In the midst of a devastating civil war, the people of Yemen are facing dire consequences, including the world’s worst hunger crisis, according to the Food Security Information Network. And the situation is only expected to get worse. According to Relief International, 22.7 million of the 27 million people in Yemen are reliant on humanitarian aid. But violence near ports makes it difficult for aid organizations to reach civilians, and those in remote locations are even harder to get to. Rama Hansraj is Relief International’s Yemen country director and joined host Sabri Ben-Achour via Skype from Sana’a, Yemen. They spoke about the situation on the ground, barriers to delivering aid, and utilizing cash as a form of relief. Below is an edited version of their conversation.
What is the situation like on the ground?
We are a bit alarmed at the dramatic deterioration of the situation over recent months in Yemen. There are millions of people whose lives are at risk of famine. To be precise, 22.7 million people are dependent on humanitarian aid right now, while the country's population is 27 million. Out of those, we’re seeing 400,000 children under the age of 5 suffering from acute malnutrition. And we have almost 2.3 million internally displaced people moving around the country. There’s an Integrated Phase Classification report on food security that is supposed to come out in a couple of weeks that should give good indicators of the actual situation on the ground, but it is deteriorating.
How do you get aid to civilians in a war zone?
It has been quite difficult for us to reach out to the neediest populations in Yemen, especially in the remote locations not visible on the frontlines of the conflict. Relief International does have a good relationship with the authorities, but it’s obvious that in a situation like this, it’s difficult to get humanitarian access while dealing with a lot of bureaucratic impediments on the ground. Even the process of conducting humanitarian needs assessments is difficult because samples are drawn from the most accessible areas, making those vulnerable areas more vulnerable.

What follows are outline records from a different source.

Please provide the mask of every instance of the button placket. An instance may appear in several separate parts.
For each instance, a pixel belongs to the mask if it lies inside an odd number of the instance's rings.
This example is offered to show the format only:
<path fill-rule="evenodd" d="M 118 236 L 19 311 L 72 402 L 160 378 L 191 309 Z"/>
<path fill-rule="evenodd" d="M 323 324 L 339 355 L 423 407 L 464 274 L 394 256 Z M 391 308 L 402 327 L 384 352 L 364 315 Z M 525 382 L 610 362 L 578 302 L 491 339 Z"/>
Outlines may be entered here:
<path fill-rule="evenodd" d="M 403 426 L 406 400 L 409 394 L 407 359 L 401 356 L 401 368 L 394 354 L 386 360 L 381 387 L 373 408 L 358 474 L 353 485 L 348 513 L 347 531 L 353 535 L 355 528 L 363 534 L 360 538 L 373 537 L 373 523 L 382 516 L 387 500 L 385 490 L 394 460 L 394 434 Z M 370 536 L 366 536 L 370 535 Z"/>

One of your biggest aid programs involves giving out cash or cash vouchers. Why cash in a situation like this?
We do a combination of direct food distribution, vouchers and cash.
In mostly urban areas, we prefer to provide cash to the families. There are two reasons: One is Relief International believes people should access aid with full dignity. And we believe that providing cash instead of just distributing food gives them the dignity and the opportunity of buying whatever they would like. [Second], we also believe that by infusing cash, the family is also able to sustain the local markets, especially the small and marginal traders who are operational in Yemen.
In areas where markets are functional, we are able to help people through vouchers. We would like to see the economy basically sustaining [itself] through whatever aid infusion is going into the communities. We do a lot of vouchers for food, but in areas where there are no markets available, we do direct food distribution.
How do you actually get the cash in and distribute it without a functioning central bank there?
In Yemen, there are difficulties with the banking system, but the private banks are still operational. And we do use private banks to get aid to families. One of the biggest programs we are going to start early next year, with support from UNICEF, is reaching out with cash support to almost 36,000 families in Aden. We are proposing to do this by working with [the World Food Programme], which is in turn contracting banks and other financial institutions to deliver cash to the beneficiaries living in remote locations. It’s still possible, even though the situation is dire.
Despite the efforts of many organizations, there are parts of Yemen nobody can reach where a lot of suffering is going on. What would you say to the negotiators who are trying to find an end to this conflict?
We are really appealing to all the parties to end all hostilities and really commit to the cease-fire and to give peace a chance. The talks in Sweden this week are very, very critical in that way.